P3s: the cubic zirconium of public projects
Jonathan Fowlie and Lori Gilbert did a first rate job of looking at one facet of public private partnerships (P3’s) in the January 23 Vancouver Sun. P3’s are one part of the BC government’s enthusiasm for privatization. Private companies pay for the development of public infrastructure or services and then run the projects for decades while the government pays them back. Fowlie and Culbert found many of the companies involved in P3 financing were in serious trouble.
But like a diamond, or more appropriately in this case, a cubic zirconium, there are many facets. The government makes many claims about P3’s. These claims are questionable and I will discuss some in later posts.
In 2006 the Canadian Council for Public Private Partnerships gave BC’s Golden Ears Bridge project its Gold Award for Project Financing. Part of the reason for the prize was that privately financed borrowing for the project achieved a triple-A credit rating. That meant lower borrowing costs for the project.
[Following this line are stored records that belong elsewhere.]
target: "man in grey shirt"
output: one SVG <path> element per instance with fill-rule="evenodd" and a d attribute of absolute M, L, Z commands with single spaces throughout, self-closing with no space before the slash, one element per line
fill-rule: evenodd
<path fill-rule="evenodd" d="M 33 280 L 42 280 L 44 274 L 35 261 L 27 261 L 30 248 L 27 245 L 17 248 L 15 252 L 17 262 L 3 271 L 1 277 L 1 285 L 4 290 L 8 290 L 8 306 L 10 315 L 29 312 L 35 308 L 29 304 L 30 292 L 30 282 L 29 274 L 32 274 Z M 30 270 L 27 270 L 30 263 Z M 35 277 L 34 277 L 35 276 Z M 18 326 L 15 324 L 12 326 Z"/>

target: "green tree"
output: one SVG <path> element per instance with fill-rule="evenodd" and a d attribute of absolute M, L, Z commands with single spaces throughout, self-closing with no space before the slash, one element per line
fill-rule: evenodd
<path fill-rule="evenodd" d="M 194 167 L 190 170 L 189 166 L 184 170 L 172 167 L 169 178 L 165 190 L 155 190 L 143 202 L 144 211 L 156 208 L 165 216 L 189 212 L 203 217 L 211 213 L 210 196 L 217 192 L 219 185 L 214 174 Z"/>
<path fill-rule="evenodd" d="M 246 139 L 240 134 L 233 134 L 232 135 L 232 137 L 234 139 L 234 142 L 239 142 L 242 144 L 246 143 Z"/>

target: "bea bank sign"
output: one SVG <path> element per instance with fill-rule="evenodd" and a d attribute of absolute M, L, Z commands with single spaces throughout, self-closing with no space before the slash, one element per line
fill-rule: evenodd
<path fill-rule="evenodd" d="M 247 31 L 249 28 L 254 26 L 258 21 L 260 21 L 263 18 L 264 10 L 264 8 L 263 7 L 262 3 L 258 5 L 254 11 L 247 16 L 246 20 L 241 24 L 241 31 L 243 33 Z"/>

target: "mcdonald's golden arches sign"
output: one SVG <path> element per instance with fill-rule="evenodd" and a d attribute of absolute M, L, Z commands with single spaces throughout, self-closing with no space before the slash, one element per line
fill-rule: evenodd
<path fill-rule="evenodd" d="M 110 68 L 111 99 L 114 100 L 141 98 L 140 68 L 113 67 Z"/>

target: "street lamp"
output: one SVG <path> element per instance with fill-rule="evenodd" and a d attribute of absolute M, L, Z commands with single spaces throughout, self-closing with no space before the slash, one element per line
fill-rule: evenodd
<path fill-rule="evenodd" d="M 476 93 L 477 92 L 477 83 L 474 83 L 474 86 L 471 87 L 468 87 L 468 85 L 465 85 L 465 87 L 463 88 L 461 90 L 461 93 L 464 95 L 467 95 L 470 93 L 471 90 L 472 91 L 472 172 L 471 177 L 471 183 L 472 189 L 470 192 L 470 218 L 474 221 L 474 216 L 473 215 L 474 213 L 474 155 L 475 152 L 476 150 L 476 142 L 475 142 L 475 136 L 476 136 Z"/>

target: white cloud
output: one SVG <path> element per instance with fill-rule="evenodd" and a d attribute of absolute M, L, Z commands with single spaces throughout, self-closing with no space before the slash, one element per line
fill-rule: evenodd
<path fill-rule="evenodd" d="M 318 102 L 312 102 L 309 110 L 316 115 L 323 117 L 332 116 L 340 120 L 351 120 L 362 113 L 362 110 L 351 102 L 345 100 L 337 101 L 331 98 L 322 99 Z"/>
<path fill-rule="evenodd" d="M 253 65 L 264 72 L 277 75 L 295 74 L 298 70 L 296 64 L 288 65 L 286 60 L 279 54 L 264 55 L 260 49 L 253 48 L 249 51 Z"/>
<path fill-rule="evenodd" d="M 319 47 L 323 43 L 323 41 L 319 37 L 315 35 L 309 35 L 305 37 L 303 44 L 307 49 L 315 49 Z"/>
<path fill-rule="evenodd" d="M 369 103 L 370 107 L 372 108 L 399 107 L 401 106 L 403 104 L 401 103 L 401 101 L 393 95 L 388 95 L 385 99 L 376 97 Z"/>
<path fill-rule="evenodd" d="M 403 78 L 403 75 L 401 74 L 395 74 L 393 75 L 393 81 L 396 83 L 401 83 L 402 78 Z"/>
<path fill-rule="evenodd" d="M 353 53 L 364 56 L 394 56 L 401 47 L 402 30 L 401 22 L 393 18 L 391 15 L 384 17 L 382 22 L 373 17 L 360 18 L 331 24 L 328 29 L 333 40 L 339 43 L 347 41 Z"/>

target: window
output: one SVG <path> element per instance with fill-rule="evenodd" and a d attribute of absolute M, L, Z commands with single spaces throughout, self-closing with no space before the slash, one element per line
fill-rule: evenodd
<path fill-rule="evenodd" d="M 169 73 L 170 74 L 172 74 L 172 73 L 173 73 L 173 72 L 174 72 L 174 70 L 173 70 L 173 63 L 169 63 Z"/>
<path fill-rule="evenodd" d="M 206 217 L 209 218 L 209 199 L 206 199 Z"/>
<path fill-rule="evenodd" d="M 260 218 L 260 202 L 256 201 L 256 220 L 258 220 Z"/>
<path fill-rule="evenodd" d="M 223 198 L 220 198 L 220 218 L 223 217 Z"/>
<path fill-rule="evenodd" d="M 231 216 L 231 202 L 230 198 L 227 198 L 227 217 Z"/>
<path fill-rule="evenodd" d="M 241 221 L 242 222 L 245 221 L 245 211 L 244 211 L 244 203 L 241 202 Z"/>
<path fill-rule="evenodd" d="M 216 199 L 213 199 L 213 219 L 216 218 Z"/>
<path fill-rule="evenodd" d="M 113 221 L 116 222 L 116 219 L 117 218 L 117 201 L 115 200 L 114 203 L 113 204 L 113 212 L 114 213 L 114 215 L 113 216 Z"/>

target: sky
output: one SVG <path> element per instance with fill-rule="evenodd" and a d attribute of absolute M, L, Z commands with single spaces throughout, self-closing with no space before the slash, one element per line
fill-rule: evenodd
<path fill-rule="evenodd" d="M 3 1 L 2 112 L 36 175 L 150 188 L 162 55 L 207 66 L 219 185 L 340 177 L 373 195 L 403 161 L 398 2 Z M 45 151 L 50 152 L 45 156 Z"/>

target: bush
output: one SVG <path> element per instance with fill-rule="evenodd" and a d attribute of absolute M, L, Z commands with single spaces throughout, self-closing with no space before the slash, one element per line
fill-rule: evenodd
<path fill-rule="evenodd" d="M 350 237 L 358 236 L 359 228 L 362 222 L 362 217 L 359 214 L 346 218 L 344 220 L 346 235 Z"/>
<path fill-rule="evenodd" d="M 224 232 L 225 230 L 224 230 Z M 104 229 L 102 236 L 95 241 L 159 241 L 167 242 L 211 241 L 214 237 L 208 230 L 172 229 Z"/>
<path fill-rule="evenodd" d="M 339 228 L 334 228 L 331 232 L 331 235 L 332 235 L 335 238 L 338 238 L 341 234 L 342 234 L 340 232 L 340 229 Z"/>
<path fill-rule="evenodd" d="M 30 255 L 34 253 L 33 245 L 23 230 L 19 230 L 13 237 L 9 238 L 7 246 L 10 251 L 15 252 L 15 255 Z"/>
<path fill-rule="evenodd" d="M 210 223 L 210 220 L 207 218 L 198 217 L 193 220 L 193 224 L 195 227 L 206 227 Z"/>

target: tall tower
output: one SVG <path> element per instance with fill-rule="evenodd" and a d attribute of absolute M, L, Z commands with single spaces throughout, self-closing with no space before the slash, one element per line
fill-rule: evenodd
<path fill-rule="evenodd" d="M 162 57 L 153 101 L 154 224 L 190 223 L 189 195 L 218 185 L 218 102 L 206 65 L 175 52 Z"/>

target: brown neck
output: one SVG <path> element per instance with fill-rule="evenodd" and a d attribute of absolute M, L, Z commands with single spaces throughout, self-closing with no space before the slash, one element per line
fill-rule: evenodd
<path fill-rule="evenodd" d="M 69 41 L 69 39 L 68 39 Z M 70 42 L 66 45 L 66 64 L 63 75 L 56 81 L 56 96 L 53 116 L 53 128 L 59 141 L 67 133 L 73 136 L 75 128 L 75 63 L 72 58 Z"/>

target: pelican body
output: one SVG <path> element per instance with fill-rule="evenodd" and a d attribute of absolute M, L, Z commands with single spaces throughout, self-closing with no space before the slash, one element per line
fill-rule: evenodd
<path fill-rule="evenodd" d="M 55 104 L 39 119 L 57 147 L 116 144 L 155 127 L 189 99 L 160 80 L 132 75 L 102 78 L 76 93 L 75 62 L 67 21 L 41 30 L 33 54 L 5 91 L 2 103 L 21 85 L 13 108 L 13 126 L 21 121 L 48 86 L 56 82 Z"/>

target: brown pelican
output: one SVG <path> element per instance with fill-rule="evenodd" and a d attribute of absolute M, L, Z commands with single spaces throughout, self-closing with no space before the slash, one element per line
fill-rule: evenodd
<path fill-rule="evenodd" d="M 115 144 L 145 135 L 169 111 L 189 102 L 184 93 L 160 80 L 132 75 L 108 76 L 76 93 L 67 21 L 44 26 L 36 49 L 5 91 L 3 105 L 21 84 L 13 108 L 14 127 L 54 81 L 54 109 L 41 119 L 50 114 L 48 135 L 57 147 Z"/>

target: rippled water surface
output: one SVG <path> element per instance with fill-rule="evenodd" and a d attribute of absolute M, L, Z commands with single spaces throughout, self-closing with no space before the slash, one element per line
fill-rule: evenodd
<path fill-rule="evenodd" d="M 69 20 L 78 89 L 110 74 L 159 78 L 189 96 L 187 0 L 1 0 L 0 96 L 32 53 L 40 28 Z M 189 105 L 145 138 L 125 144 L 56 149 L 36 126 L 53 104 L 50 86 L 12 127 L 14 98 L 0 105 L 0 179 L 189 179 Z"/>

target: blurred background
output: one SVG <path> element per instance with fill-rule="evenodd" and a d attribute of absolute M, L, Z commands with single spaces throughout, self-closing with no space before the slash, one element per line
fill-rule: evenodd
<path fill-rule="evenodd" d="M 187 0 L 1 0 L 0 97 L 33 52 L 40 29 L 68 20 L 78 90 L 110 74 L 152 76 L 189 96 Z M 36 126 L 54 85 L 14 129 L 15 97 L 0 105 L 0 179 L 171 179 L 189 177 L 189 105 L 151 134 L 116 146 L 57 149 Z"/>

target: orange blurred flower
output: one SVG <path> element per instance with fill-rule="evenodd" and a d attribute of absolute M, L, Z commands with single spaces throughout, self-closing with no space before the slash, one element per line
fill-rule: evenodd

The triple-A rating was achieved because private companies that insure bonds had guaranteed the borrowed money would be repaid. This was the first such guarantee for a P3 in Canada.
But a full year ago the Globe and Mail reported those bond insurers were in big trouble. It turns they were guaranteeing residential mortgage deals in the US as well as P3’s. We all know how well that worked out.
Rating agencies downgraded the bond insurers. Their stock prices collapsed. The cost of borrowing went up for private financiers. By autumn P3 financiers were having trouble raising money in the marketplace. Things just got worse from there. So much for the Gold Award for financing.